Get those last orders in.
Get your last orders in while you can because your local Wetherspoons might be closing down for good.
JD Wetherspoons, which operated more than 950 pubs a decade ago, says it plans to shut 61 pubs down by the end of the year.
The company shuttered 41 pubs last year.
This is despite the pub chain reporting earlier this year a near-eightfold rise in pre-tax profits of £36million and a 7.7% increase in like-for-like sales.
Spoons has so far confirmed it has held or surrendered the lease on 26 pubs, from London to Liverpool.
Many more are listed as up for grabs on the estate agency Savills, though others have quietly closed their doors or changed hands.

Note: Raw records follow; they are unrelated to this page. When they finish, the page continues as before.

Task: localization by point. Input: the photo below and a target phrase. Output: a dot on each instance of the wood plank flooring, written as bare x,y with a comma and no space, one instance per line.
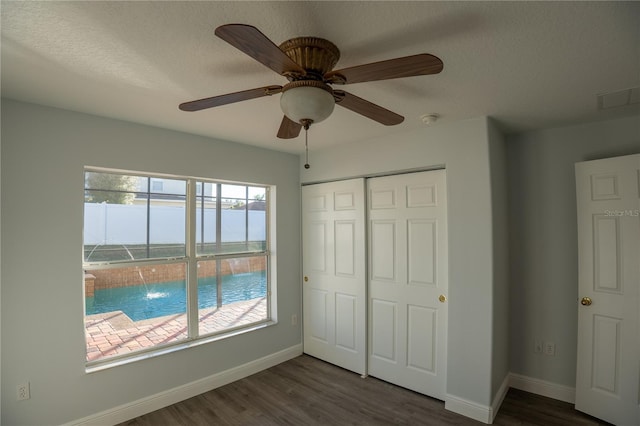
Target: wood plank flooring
307,391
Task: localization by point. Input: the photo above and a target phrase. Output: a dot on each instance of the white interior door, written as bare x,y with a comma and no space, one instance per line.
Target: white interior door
334,273
608,368
408,280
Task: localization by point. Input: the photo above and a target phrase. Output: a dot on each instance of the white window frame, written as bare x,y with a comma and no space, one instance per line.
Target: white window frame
191,259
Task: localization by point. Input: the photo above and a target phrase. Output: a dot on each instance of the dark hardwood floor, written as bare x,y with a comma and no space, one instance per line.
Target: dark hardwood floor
307,391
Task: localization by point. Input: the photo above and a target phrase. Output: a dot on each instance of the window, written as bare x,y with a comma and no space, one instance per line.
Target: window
171,260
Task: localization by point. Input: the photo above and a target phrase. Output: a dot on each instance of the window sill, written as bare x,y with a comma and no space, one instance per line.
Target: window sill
101,365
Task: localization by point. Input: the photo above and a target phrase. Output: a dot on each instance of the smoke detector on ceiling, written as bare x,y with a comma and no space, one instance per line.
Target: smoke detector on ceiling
430,118
619,98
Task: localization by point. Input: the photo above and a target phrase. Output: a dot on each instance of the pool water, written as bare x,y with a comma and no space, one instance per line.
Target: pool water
156,300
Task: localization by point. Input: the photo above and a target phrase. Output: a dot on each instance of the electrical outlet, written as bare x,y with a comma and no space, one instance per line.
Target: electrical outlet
23,391
537,346
549,348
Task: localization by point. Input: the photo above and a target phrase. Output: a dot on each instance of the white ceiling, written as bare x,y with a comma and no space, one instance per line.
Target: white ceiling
530,65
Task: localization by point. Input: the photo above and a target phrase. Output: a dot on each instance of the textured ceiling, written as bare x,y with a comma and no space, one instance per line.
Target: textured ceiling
528,64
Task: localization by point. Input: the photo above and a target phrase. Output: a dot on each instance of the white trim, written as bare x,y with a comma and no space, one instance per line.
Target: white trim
477,411
542,387
151,403
499,398
473,410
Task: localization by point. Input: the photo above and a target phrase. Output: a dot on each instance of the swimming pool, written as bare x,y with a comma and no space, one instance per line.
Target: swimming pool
159,299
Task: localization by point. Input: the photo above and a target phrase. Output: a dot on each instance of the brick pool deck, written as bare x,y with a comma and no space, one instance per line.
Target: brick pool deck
114,333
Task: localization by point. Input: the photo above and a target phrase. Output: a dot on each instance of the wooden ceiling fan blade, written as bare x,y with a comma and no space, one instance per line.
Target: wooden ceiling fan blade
289,129
366,108
408,66
229,98
251,41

Wetherspoons has long been known for its cut-price beer and food, with the pub chain refusing to increase the cost of its £5.75 breakfast amid the cost of living crisis.
Tim Martin, the chair of JD Wetherspoons, has said that while profits are on the up they haven’t reached what they were before the pandemic.
While dozens of Wetherspoons are shutting, Martin that the chain hopes to open new branches as inflation finally eases.
‘Consumers are cautious but are willing to spend and most people have jobs if they want one,’ Martin told The Guardian in March.
‘People are happy to go out for a pint if you keep the price competitive. It’s not like buying a sofa.’
About 71% of Wetherspoons are now freehold – meaning the company owns the land outright – compared to 41% in 2010.
Martin said the company is eyeing 130 towns and cities to open new pubs over the next 10 years.
Recently opened pubs include the Captain Flinders near Euston Station, London, and the Scribbling Mill in the White Rose Shopping Centre, Leeds. The Lion and Unicorn opened at Waterloo Station in early April.
The goal, the company said in its financial report in March, is to open 1,000 pubs.
The report said: ‘In spite of a reduction in the overall number of pubs, sales have continued to increase – total sales are now about one-third higher than in 2015, when the number of pubs peaked, and sales per pub have increased by about 50% since then.’
Until then, however, dozens of Wetherspoons have served last orders for, well, the last time this year.